HICKS WRAPS UP CHARLESTON 350 SERIES

Posted By Bill Payer on Dec 27, 2020 | 0 comments


2020 hasn’t had a lot of bright spots but one of them locally has been Brian Hicks’ series of columns outlining 350 years of Charleston history.

Not surprisingly, he wraps up the effort on Sunday, December 27 with his 34th installment “Charleston reclaims its former glory, and soul, in the late 20 century”

“For nearly 300 years, Charleston had famously resisted change. In the second half of the 20th century, the city would see almost nothing else.

In the 1950s, the Orphan House — a building so old President George Washington had laid the cornerstone — was demolished. In 1960, the grand antebellum Charleston Hotel was razed. A few years later, the Commercial Club/Timrod Hotel near the Four Corners of Law fell to the wrecking ball.

The city’s profile was irrevocably changing, as was its geography.

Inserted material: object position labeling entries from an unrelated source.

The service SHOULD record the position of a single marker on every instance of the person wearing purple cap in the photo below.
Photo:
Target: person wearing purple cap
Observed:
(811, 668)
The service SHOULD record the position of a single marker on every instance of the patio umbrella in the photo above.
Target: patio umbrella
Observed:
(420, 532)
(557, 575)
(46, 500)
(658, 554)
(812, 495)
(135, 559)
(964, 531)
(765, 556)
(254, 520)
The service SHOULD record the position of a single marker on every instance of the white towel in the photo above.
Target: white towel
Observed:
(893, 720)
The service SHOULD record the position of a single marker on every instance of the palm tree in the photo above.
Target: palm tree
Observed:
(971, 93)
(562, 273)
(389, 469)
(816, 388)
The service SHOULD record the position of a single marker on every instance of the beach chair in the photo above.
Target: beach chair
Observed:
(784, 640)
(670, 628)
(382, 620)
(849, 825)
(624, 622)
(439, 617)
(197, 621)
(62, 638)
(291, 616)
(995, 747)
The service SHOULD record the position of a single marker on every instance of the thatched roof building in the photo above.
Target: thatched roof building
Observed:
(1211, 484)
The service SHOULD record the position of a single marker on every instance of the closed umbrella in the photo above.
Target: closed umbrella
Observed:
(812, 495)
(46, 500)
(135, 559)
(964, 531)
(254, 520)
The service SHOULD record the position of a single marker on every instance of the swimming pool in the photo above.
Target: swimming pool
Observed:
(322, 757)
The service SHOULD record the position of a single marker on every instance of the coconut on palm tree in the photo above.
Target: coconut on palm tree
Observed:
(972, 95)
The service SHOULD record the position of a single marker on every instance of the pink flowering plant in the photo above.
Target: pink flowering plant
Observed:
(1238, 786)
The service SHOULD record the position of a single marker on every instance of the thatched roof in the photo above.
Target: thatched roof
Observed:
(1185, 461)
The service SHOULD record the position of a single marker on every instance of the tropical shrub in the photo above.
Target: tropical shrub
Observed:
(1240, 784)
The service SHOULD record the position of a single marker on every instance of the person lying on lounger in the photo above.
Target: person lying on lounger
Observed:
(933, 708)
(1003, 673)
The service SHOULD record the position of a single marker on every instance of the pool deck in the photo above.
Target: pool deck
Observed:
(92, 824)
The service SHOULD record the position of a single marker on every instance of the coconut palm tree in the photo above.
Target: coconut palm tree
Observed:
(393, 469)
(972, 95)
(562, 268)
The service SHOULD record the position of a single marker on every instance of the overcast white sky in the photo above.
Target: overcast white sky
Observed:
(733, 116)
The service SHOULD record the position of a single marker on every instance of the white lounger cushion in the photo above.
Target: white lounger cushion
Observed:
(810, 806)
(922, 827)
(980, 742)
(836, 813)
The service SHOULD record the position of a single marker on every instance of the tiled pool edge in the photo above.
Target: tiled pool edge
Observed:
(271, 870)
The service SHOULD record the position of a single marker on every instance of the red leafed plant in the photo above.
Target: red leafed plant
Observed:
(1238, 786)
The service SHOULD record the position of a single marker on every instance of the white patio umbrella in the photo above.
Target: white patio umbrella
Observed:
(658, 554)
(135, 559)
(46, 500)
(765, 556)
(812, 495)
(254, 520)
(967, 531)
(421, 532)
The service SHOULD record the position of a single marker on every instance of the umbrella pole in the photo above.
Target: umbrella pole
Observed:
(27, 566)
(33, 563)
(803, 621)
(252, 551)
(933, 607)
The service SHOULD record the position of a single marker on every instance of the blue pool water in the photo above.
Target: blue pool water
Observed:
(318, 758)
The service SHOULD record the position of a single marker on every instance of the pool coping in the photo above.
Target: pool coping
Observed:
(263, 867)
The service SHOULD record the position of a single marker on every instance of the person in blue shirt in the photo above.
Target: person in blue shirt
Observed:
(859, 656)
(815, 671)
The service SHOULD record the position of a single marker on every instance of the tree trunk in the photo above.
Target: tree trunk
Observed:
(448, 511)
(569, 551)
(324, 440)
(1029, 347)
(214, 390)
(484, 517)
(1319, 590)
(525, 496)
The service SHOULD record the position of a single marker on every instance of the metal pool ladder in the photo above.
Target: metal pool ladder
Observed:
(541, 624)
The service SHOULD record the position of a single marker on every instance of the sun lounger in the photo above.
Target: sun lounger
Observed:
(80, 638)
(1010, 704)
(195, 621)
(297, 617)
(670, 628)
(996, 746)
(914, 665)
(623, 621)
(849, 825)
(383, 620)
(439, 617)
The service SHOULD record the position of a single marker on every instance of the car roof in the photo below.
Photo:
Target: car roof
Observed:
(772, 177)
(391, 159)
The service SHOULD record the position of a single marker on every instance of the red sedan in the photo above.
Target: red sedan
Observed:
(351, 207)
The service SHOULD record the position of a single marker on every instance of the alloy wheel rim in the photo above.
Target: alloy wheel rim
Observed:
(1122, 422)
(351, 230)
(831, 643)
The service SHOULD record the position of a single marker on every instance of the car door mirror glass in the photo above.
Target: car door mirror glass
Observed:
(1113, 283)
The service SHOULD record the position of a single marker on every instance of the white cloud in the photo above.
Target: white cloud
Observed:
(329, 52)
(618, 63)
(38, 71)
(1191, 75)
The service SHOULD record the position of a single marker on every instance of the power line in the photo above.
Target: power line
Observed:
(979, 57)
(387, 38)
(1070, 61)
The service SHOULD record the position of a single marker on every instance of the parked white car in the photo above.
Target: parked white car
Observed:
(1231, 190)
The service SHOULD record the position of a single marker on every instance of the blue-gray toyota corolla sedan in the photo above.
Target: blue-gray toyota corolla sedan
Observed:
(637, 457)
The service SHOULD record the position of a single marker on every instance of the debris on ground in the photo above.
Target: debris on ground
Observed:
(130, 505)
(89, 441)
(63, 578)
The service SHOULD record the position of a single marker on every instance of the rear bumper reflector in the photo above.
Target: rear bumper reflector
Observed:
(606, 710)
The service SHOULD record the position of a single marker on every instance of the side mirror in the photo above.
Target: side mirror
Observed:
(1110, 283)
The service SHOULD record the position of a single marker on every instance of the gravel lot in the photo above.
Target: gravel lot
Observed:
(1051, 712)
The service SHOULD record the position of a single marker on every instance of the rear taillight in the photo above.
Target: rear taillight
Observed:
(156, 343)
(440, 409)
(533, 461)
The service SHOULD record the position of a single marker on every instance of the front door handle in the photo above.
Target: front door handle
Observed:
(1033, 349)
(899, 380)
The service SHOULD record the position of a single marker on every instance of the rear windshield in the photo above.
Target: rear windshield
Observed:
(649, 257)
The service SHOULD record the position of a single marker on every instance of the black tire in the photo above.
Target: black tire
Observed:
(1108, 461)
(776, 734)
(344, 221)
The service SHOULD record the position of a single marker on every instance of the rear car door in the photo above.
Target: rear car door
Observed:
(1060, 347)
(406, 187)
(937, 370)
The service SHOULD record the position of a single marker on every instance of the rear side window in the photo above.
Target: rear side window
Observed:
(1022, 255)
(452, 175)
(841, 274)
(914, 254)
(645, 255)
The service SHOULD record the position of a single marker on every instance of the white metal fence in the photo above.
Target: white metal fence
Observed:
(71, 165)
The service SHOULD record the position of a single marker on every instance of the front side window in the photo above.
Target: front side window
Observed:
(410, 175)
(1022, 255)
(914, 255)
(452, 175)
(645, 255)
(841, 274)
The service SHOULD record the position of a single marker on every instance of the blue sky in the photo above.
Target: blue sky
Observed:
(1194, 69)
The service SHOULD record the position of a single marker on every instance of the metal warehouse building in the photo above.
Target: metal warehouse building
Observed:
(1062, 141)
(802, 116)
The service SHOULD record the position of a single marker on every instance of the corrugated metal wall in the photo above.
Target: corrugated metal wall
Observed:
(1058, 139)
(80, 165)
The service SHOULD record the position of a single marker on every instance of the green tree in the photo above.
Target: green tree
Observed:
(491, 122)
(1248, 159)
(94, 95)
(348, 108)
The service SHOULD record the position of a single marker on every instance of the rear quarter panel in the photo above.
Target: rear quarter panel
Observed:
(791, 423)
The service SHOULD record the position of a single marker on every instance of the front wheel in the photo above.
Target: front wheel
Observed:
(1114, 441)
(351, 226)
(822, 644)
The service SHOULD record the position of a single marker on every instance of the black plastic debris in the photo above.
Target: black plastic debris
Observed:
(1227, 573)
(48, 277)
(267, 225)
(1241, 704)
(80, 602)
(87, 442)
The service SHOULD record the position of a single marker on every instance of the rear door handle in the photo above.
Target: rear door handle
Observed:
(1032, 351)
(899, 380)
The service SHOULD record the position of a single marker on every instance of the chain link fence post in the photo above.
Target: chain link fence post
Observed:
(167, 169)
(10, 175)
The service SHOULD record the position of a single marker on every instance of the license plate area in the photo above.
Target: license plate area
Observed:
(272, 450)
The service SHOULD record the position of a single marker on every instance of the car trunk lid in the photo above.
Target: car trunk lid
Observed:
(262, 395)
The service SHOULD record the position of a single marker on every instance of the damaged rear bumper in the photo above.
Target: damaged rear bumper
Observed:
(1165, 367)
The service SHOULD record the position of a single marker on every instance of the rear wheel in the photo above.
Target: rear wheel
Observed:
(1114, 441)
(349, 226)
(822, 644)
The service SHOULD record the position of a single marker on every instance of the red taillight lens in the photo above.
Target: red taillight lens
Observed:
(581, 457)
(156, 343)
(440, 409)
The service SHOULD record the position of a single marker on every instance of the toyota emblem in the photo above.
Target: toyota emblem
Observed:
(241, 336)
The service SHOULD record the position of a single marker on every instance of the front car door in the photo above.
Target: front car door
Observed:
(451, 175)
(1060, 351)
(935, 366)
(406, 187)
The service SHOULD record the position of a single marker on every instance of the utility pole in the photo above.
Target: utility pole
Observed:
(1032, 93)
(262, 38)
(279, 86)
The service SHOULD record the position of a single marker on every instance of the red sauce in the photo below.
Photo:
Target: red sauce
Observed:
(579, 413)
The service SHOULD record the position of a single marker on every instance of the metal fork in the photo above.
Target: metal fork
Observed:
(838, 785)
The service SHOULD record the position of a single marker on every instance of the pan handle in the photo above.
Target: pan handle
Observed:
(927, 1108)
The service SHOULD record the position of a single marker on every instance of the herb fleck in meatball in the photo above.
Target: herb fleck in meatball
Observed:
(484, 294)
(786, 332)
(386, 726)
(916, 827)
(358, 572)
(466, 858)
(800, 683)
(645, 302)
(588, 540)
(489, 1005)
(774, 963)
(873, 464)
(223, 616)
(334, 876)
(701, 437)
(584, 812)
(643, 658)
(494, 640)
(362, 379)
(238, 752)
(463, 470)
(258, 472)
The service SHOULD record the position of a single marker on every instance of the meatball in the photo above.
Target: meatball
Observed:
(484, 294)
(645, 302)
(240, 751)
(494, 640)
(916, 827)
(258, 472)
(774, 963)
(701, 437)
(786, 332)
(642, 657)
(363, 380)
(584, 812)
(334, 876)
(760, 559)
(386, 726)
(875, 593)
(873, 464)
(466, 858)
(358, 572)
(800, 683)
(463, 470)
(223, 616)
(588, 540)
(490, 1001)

In the 1960s, Mayor J. Palmer Gaillard Jr. doubled the size of Charleston by annexing much of West Ashley. It was the first expansion of the city’s borders in more than a century.

Gaillard was, especially by Charleston standards, a progressive leader. He supported the election of St. Julian Devine to City Council, its first African American member since Reconstruction. Before Gaillard’s 1959 election, the NAACP had filed a lawsuit demanding Charleston’s new municipal golf course serve all races.

The new mayor wouldn’t fight something he recognized was illegal, and he made the Muni the state’s first integrated public facility. He also continued the policy of his predecessor, William McG. Morrison, by hiring African American police officers.

The city responsible for the importation of so many enslaved people (and which started the Civil War), saw far less upheaval than other Southern communities during the civil rights movement. But all was not well.”